Jenderal bintang empat itu juga mengajak seluruh elemen bangsa untuk terus memperkuat kolaborasi dalam pembangunan nasional. Menurutnya, semangat gotong royong yang melandasi Program Jembatan Merah Putih Presisi merupakan modal penting dalam mewujudkan visi Indonesia Emas 2045.
“Mari kita bersama-sama menjaga semangat kebersamaan ini agar harapan masyarakat, harapan bangsa, dan cita-cita menuju Indonesia Emas 2045 dapat kita wujudkan bersama,” jelasnya.
Sementara itu, Kapolda Riau Irjen Pol Herry Heryawan menegaskan bahwa pembangunan 80 Jembatan Merah Putih Presisi tidak hanya berorientasi pada pembangunan fisik.
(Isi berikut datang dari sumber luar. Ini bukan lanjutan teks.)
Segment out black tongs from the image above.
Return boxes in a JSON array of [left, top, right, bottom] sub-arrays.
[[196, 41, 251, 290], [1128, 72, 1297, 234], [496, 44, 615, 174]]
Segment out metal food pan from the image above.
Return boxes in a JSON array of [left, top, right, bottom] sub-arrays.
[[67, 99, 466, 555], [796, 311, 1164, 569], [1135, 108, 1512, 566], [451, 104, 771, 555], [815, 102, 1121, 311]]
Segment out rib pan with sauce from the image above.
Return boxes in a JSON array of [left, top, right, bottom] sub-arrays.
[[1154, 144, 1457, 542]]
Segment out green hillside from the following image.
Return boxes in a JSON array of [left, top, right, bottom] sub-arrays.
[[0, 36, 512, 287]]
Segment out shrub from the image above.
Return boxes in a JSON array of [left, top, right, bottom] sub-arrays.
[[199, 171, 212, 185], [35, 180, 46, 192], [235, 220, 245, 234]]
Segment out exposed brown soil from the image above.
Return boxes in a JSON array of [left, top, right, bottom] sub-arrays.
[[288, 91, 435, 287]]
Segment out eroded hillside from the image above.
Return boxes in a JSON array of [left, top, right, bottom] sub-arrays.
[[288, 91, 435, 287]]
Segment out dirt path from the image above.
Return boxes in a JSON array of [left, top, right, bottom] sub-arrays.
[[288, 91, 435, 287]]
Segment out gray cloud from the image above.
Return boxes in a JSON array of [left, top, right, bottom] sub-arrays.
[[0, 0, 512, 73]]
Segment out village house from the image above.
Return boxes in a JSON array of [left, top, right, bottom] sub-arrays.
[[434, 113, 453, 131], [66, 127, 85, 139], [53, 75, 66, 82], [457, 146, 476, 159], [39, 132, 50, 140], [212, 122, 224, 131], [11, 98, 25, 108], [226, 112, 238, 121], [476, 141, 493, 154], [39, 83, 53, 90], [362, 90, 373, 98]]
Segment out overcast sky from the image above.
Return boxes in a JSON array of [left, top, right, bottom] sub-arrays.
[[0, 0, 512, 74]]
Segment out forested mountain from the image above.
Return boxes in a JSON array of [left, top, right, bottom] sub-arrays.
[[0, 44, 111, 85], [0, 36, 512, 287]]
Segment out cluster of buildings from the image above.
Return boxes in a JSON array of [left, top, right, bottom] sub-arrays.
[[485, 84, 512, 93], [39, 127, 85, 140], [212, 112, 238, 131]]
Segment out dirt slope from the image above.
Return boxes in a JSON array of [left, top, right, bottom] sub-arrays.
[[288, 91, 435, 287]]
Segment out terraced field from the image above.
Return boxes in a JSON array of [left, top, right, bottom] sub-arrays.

Program tersebut juga menjadi upaya memperkuat konektivitas sosial, memperluas akses masyarakat terhadap pelayanan publik, serta mendorong pemerataan pertumbuhan ekonomi.
Ia mengatakan berbagai hasil kajian menunjukkan bahwa kemajuan suatu daerah dipengaruhi oleh kualitas konektivitas, tingginya kepercayaan sosial, dan kemampuan masyarakat membangun kerja sama secara kolektif.
"Karena itu, pembangunan infrastruktur menjadi fondasi penting bagi tumbuhnya kesejahteraan masyarakat secara berkelanjutan," tuturnya.
Herry menilai, kebijakan Presiden Prabowo Subianto yang dijalankan melalui Kapolri Jenderal Listyo Sigit Prabowo telah menghadirkan perspektif baru dalam pelaksanaan tugas kepolisian.
Menurutnya, Polri kini tidak hanya menjalankan fungsi penegakan hukum, tetapi juga menjadi bagian dari solusi berbagai persoalan masyarakat dengan memperkuat kohesi sosial, membangun modal sosial, serta menghadirkan pengabdian yang nyata.
Ia menambahkan, nilai-nilai tersebut menjadi landasan Polda Riau dalam membangun 80 Jembatan Merah Putih Presisi yang dipersembahkan sebagai kado Hari Bhayangkara ke-80 bagi masyarakat Provinsi Riau.
Lebih lanjut, Herry juga menyampaikan apresiasi kepada Plt Gubernur Riau, Pangdam XIX/Tuanku Tambusai, pemerintah kabupaten dan kota, kalangan dunia usaha, para relawan, serta masyarakat yang turut bergotong royong mendukung pembangunan jembatan.
“Semoga seluruh kebaikan yang telah kita lakukan bersama menjadi manfaat yang terus dirasakan masyarakat hari ini dan menjadi warisan bagi anak cucu kita di masa yang akan datang,” pungkasnya.